COVID19 Vaccine: A Very Deep, Personal Meaning

A safe and effective vaccine has been developed to meet a public health threat, in months instead of a decade.  It is the amazing confluence of molecular biology, medicine, and and influx of money, all colliding to install community immunity to a highly transmissible and potentially harmful virus. 

I receive my first shot today, the Moderna mRNA vaccine. I'll get it today at 5:40 pm at the Publix grocery store on 91st Street.  

For most this event marks the end of a threat to health, the potential to maybe rejoin others and life returning to normal. 

But to me it means something more. It is another gorgeous application of a technology I have studied for almost a lifetime. 

I first learned of recombinant DNA technology in 1977.  I was 10.  The concept was always intriguing.

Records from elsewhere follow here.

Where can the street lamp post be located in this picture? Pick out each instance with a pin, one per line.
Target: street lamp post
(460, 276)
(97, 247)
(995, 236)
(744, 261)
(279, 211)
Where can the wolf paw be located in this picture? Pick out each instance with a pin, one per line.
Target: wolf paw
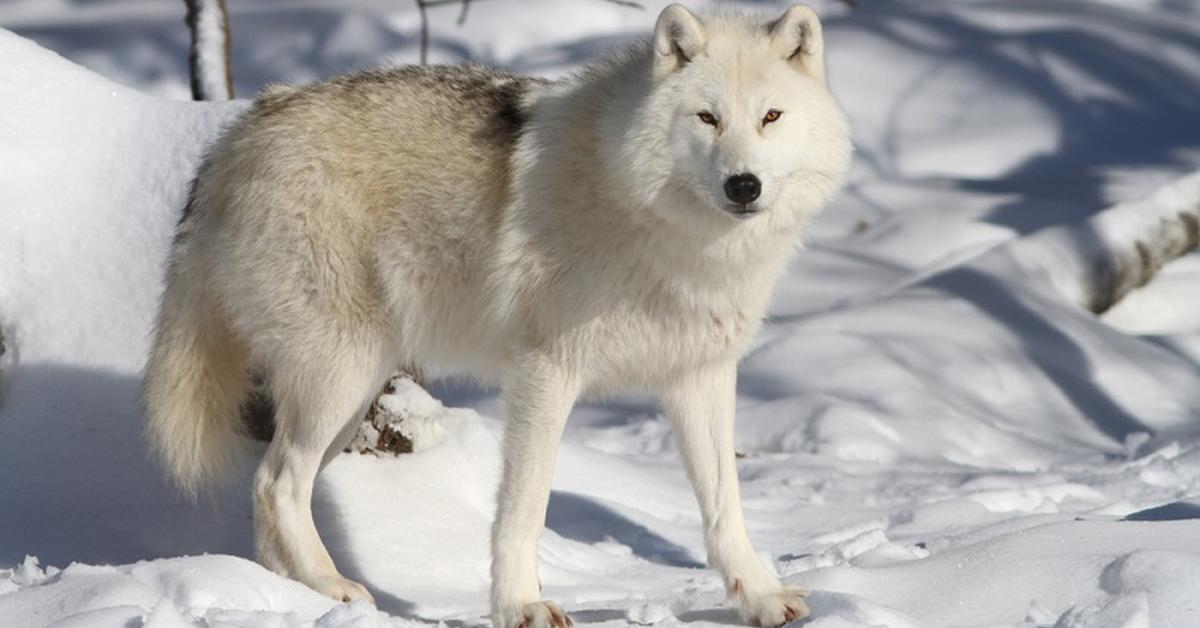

It was amazing that we could potentially fix medical problems, correct genetic errors, enhance traits in plants.... simply my adjusting the basic instructions in the molecular blueprint.  


I get the shot in an hour and my sleeve has been rolled up all day. I have been waiting for this opportunity to protect my community, colleagues and family. 


For the next 44 years I'd study the molecular basis of life, and today teach these concepts to students in class and in the lab.  For six years I have hosted a popular weekly podcast on biotechnology.  I have taught these concepts in the public square, in front of angry protesting audiences, and in online forums, sometimes leading to responses of defamation, threats, and situations requiring police protection. 

If you don't believe I have paid a price for teaching science, just do a Google Images search of my name. 

Today I get to receive the gift of this amazing technology.  It is technology that I have fought and suffered for, and paid great prices personally and professionally to advance. 

My guess is that I'll drop a few tears when I get the jab, and not because it hurts, but because it heals. 

And I'll drop a few more when it can reach the most desperate and needy in the world in other forms, with medical care and food security.  We live in amazing times with beautiful technology, and maybe the silver lining of the pandemic is that new technology will gain acceptance into its proper place in improving the human condition.